Thursday, November 29, 2007

Multi-Cultural Marketing II - The Thumb Tribe

Remember the other day I was saying that it's not sufficient to target cultures such as African Americans or Asians and consider the matter of multi-cultural marketing concluded? But of course it is concluded because marketers generally draw the line where media properties end, and for example, for African Americans, they end with television such as BET - the Black Entertainment Network, etc. But there are cultures, pervasive cultures within the cultures - that marketers never explore. They've never heard of them. Yet it is these cultures within the cultures that influence us all - hence we call them "Culturally Influential Consumer Groups."

The first I mentioned was "Walking Actors," the 1/2 of the US population employed by service and information based industry - hence their need for products and services that make them a better them - a huge chunk of the population that's little understood.

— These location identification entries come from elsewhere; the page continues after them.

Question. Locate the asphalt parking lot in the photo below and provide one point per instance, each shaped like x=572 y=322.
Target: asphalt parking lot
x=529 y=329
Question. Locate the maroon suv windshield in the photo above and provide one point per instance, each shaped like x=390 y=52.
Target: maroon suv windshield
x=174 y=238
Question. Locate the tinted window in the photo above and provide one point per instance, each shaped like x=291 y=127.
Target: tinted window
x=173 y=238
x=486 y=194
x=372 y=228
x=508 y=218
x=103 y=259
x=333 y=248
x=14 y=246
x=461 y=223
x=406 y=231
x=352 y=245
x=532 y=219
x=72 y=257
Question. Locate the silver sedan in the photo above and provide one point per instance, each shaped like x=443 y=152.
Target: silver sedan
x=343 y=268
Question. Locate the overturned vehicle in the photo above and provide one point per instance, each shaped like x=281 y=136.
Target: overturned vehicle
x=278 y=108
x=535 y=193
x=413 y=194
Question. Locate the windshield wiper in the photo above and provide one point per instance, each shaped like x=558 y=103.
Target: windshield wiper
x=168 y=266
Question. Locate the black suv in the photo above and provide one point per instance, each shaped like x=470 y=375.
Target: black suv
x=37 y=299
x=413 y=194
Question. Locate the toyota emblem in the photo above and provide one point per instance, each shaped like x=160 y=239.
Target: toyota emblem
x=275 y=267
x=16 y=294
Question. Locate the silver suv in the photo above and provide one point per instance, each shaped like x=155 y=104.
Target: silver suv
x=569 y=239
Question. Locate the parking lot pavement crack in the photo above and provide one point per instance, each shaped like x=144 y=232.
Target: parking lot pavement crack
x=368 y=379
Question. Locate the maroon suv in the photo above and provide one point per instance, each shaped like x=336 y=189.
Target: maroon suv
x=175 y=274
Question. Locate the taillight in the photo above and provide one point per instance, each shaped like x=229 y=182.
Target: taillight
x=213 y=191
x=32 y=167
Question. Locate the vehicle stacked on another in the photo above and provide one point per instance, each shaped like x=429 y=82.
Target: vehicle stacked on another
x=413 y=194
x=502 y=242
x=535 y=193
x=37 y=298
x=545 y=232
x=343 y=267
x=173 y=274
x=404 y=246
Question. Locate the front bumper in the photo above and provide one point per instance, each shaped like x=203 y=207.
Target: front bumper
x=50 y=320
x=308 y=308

Now I'd like to introduce you to another "Culturally Influential 'Developmental' Consumer Group" we can recruit for use in developing new products, services, positioning strategies, media properties, content, etc.

Let's call them the 'THUMB TRIBE' referring to the masses of young people around the world that use mobile phones for texting, email, entertainment and mobile phone conversations. They've grown up in a world that is dynamically different from the one we lived in. What kind of cars do they want? And what gadgets? They don't even use computers - computers now percieved as going the way of B&W television. At what point do their childhood toys and t'ween technology devices merge? And what future outcomes do they, and marketer-manufacturers expect?

1 comment:

H. Martin Calle said...

Two other "Culturally Influential Consumer Groups" introduced by Calle & Company at the dawn of Apple's entry and IBM's to the PC market place were/still are PC's and Macs.

PC's are admittedly quantitative non-creative people while Mac's are the opposite. They always make fireworks when developing new product concepts and positioning strategies for packaged goods, pharmaceutical and automotive clients.